7 Things That Are Now Free Because of Coronavirus
High art, great music, classic sports, and more are now free during the pandemic.
Almost overnight, the coronavirus pandemic has changed the daily routines of millions of Americans who are quickly settling into new self-isolation realities. Some are passing the time the old-fashioned way: reading books, taking long walks, or hovering over puzzles and board games. But many are spending more time than ever trying to soothe themselves with screens. Companies and artists have responded by bringing their content to the virtual space, making the work they do accessible while respecting our social distancing. It's the little things that help make these uncertain times more bearable, and if one of the bright spots is free access to high art, great music, classic sports, and much more, we'll take it. Below is a sampling of what's newly free.
From Coachella to SXSW to Bonnaroo, global music festivals have been canceled or postponed due to COVID-19. Into that gap step major city orchestras like the Seattle Symphony and the Detroit Symphony Orchestra, which are offering free broadcasts via their YouTube and Facebook pages.
In addition, musicians including Dave Matthews, John Legend, Keith Urban, Trisha Yearwood, and Garth Brooks have begun staging their performances from the safety of their homes, taking them directly to similarly homebound fans via their respective social media platforms.
Attention theater lovers! Monthly magazine and theater news site Playbill is here for you with these 15 offerings it calls "some of the best filmed Broadway shows to know about and where to find them."

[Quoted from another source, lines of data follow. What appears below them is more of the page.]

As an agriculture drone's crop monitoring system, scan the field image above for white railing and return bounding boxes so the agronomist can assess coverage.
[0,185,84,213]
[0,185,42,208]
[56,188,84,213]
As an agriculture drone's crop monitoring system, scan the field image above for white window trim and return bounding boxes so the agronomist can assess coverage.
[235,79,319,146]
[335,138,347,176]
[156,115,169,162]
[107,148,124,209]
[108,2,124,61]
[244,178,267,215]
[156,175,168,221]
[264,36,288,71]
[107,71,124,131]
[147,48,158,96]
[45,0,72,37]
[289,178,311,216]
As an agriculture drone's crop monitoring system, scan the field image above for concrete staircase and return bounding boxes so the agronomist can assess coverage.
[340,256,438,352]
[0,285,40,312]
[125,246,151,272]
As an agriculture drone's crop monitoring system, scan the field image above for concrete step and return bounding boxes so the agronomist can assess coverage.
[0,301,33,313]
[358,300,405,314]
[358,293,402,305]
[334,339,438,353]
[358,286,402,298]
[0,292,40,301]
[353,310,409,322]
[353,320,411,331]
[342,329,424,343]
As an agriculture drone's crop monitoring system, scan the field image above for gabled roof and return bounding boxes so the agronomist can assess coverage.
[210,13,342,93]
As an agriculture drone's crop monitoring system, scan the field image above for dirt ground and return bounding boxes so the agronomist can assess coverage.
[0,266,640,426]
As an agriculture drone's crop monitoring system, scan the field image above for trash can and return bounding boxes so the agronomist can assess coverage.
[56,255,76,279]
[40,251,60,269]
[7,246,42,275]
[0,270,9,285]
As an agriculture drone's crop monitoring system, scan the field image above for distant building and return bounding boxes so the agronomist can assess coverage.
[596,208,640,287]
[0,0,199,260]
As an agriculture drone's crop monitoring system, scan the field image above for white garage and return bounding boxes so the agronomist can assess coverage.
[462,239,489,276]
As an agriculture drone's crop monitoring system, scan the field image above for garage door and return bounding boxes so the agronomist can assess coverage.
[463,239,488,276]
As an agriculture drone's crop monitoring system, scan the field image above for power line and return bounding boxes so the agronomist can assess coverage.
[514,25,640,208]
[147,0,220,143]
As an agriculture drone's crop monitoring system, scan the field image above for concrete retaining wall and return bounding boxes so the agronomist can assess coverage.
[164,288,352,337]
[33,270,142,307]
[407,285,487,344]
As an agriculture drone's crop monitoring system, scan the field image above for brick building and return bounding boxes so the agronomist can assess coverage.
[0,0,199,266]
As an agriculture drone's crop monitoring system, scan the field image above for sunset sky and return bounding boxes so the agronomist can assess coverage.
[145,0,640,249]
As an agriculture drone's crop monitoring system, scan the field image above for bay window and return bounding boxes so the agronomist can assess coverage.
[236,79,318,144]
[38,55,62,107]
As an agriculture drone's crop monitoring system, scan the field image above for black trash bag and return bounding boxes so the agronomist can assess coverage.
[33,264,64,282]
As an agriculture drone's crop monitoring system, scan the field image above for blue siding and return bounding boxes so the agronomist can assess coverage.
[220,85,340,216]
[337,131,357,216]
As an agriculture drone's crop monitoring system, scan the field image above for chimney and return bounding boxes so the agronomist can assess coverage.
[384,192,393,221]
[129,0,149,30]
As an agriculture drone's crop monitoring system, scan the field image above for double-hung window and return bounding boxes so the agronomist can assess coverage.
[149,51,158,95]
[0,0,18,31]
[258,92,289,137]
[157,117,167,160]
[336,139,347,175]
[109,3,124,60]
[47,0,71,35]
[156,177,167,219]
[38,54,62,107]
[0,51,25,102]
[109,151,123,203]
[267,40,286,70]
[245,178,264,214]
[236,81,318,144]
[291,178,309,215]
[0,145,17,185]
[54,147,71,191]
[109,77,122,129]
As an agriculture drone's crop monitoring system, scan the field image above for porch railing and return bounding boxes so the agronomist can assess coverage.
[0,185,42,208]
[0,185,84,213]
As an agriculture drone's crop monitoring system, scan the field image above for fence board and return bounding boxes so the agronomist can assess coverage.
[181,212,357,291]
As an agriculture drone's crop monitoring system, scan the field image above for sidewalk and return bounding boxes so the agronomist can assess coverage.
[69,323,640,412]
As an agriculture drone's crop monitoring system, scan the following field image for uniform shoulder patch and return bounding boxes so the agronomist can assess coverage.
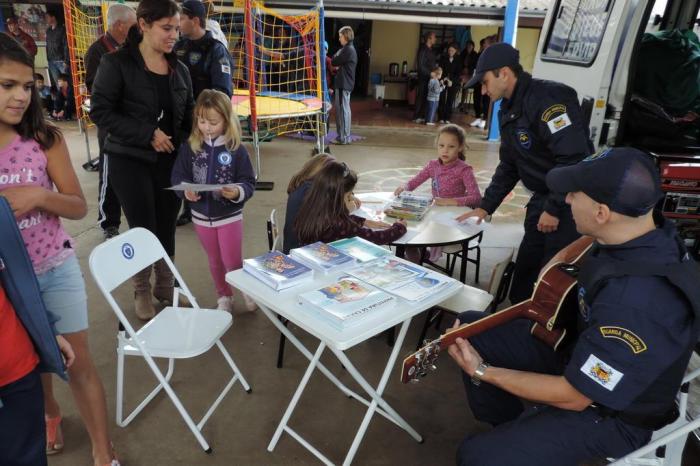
[581,354,625,391]
[600,326,647,354]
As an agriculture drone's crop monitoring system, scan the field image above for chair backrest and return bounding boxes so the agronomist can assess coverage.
[487,248,515,309]
[267,209,282,251]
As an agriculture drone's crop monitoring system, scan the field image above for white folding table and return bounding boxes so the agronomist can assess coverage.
[226,270,484,465]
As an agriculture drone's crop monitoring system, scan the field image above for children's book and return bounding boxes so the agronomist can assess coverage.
[289,241,355,273]
[348,256,427,292]
[331,236,391,262]
[243,251,314,291]
[299,275,396,330]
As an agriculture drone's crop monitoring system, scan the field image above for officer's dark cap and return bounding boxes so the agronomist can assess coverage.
[547,147,663,217]
[467,42,520,87]
[182,0,207,23]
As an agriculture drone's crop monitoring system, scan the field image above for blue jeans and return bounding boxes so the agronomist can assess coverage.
[425,100,439,123]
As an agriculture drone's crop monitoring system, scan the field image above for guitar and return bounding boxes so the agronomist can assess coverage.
[401,237,593,383]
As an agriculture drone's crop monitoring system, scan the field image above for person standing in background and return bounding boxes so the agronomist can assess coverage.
[331,26,357,144]
[46,11,70,89]
[85,3,136,240]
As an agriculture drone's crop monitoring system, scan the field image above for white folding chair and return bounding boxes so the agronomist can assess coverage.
[90,228,251,453]
[610,350,700,466]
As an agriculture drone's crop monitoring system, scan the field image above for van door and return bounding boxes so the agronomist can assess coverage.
[532,0,648,148]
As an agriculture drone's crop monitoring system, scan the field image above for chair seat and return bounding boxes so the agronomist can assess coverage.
[124,306,233,359]
[436,285,493,314]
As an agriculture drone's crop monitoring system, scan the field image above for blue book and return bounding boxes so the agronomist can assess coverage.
[289,241,355,273]
[299,275,396,330]
[243,251,314,290]
[331,236,391,262]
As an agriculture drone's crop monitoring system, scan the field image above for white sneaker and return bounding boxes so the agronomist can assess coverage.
[216,296,233,312]
[241,293,258,312]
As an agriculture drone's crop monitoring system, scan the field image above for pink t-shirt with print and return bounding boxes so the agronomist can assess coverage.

The list includes Rent, Cats, Billy Elliott, and Into the Woods, all of which are viewable via streaming platforms like BroadwayHD (currently offering a seven-day free trial period), YouTube, and Amazon Prime Video, among others.
Every day, the New York Metropolitan Opera is now streaming a different encore Live in HD performance. With a daily curtain time of 7:30 p.m. ET, each performance remains available for streaming for 20 hours. You can view the stream in a browser, or through the Met Opera on-demand streaming app, available for Apple TV, Amazon Fire TV, and Roku devices.
Tired of engaging your brain and ready to engage your body? While gym chains nationwide have shuttered, many are offering free access to online classes.
In addition, home-cycling giant Peloton may have closed their brick-and-mortar doors, but the company is offering new users a 90-day trial on their app, featuring new content from their New York studios. Planet Fitness is offering "Home Work-Ins" streamed live at 7 p.m. ET daily on their Facebook page. And Gold's Gym is offering free access to the Gold's Amp digital personal trainer app through the end of May, with more than 600 audio and video workouts to challenge you to work up a sweat.
The major sports leagues may have ended or canceled their respective seasons, but some are dropping subscription fees to their paid streaming services.
And even if you can't access your current fave teams, you can absolutely relive (or get caught up on) classic games and rivalries. Last week, the National Hockey League made all games played during the suspended 2019-2020 regular season available for on-demand streaming. On its website and YouTube channel, the league also launched "NHL Pause Binge," where fans can view documentaries and "full-length classic NHL games dating from the 1950s to present day." Similar offerings are available from the NBA and NFL via NBA League Pass and NFL Game Pass.
Have a guitar you still haven't learned to play? Take advantage of all the time on your hands and Fender's new three-month free online subscription service. The Fender site offers classes for electric and acoustic guitars as well as ukulele. But do it now: The promotion is limited to the first 100,000 sign-ups!
Ivy League classes
Is your brain craving more than endless COVID-19 news? The Ivy League has you covered: All eight schools are now offering hundreds of online courses free to the public.
Class Central founder Dhawal Shah compiled a list of over 450 classes that are available, with subjects as eclectic as Dartmouth's Linux Basics, Harvard's Religious Literacy, Yale's The Global Financial Crisis, and the University of Pennsylvania's Gamification.
Educational publisher Scholastic also announced its rollout of a free digital learning hub geared to "support virtual learning plans." It says that in addition to grade-based programs, the curriculum covers English language arts, STEM, social studies, and science.